C'est dans ce contexte qu'apparaît très tôt le nom Degué en Alsace. Dès 1922, L'Electro-Construction de Strasbourg propose à la vente de la « verrerie d'art Degué », parallèlement au « Parsiwatt », un appareil destiné à réduire la consommation électrique. Des annonces publiées dans la presse strasbourgeoise présentent même l'entreprise comme détentrice du droit exclusif de vente du Parsiwatt et de la verrerie d'art Degué pour l'Alsace-Lorraine, la Belgique et le Luxembourg. Ces documents témoignent ainsi de l'existence d'un réseau commercial Degué particulièrement précoce, antérieur à la création des Cristalleries de Compiègne.
En 1923, l'histoire des deux établissements évolue parallèlement. À Paris, David Guéron reprend L'Electro-Construction avec Sylvain Danon. À Strasbourg, Maurice Muller devient propriétaire d'un fonds de commerce exploité sous l'enseigne « L'Electro-Construction », consacré à la lustrerie et à la verrerie. Installé initialement 4 rue de Haguenau, l'établissement commercialise des lustres en bronze et en fer forgé ainsi que des verreries d'art, tout en poursuivant la diffusion des productions Degué.
L'entreprise est ensuite transférée 12 rue de Rosheim, adresse sous laquelle Maurice Muller figure notamment dans le catalogue de la Foire européenne de Strasbourg comme diffuseur de « lustreries » et de « verreries d'art ». En 1930, Maurice Muller cède son fonds de commerce L'Electro-Construction à son fils Robert Muller ; l'activité est alors décrite comme consacrée aux articles d'électricité et lustres d'art.

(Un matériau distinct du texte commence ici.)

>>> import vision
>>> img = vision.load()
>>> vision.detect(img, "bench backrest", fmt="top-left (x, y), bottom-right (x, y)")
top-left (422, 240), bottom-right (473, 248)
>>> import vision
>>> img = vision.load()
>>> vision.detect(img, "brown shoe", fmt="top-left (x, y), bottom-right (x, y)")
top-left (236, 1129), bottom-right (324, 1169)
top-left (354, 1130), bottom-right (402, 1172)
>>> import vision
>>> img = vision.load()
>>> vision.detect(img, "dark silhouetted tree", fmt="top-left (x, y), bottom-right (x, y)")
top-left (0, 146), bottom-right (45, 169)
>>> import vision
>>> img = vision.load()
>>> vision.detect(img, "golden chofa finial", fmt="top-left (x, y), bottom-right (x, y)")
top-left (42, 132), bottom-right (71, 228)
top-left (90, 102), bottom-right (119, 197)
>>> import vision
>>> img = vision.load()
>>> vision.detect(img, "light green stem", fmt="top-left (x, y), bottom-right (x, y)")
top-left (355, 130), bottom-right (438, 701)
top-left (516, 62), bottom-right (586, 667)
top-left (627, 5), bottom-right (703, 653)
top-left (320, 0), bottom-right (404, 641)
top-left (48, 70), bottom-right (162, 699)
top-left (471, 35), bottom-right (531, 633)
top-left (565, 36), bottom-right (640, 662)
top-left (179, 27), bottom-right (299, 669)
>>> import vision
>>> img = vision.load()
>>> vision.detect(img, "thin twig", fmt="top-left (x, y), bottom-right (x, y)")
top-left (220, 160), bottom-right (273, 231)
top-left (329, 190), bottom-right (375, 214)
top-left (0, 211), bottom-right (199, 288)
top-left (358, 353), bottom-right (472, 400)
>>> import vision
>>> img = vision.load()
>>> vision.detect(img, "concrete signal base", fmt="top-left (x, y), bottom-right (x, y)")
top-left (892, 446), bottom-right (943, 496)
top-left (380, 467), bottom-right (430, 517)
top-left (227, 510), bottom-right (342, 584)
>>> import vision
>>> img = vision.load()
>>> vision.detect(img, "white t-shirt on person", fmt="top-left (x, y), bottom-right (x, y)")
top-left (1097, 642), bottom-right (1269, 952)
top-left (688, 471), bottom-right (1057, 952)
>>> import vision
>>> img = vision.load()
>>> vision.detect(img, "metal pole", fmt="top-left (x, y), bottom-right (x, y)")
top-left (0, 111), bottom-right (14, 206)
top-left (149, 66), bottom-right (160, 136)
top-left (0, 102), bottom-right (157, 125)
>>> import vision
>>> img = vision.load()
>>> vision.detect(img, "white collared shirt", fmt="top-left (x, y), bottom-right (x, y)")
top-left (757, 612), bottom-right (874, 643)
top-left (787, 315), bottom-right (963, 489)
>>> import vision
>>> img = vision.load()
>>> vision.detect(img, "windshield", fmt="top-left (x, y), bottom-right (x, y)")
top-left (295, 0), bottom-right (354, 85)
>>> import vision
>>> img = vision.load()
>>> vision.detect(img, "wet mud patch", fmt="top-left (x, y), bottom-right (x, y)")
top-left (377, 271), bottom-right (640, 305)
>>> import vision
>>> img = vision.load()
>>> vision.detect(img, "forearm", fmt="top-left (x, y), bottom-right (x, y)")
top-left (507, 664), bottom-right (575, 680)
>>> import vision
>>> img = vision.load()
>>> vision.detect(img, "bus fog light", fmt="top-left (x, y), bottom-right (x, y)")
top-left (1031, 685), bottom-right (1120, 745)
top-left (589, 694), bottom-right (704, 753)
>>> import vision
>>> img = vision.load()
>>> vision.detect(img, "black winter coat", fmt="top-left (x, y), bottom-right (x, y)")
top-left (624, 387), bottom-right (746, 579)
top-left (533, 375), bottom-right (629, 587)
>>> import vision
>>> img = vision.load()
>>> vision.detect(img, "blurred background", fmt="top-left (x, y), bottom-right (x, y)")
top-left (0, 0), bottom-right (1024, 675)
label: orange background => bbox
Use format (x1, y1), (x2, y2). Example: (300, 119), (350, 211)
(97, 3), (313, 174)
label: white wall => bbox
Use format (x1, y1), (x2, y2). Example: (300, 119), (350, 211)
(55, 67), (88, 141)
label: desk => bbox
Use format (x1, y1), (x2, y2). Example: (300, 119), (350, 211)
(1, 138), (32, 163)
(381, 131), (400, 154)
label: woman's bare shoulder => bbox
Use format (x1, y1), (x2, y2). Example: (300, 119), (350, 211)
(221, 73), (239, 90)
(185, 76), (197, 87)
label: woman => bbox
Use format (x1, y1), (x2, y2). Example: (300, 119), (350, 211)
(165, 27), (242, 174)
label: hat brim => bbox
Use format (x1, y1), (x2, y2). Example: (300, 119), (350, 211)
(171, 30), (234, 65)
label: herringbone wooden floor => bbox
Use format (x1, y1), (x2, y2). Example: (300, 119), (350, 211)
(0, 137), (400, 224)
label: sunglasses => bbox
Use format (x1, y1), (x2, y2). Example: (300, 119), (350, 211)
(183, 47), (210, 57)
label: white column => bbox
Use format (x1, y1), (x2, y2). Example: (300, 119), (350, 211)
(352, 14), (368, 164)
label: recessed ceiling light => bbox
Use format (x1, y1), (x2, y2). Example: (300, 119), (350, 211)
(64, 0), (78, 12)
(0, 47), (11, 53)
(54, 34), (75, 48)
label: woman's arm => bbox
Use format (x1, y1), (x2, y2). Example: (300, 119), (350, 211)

Les relations entre les maisons Muller et Degué ne sont toutefois pas seulement documentées par les archives commerciales. Plusieurs verreries d'éclairage portent la signature « Muller Strasbourg » : certaines sont réalisées en verre gravé multicouche, d'autres en pâte de verre. Plus exceptionnellement, des verreries peintes portent conjointement les signatures « Muller Strasbourg » et « Degué ». Ces pièces constituent un témoignage matériel particulièrement significatif des relations établies entre Maurice Muller et les productions de David Guéron.



Signatures « Muller Strasbourg » sur des verreries d'éclairage et publicité de L'Electro-Construction proposant les verreries Degué à Strasbourg.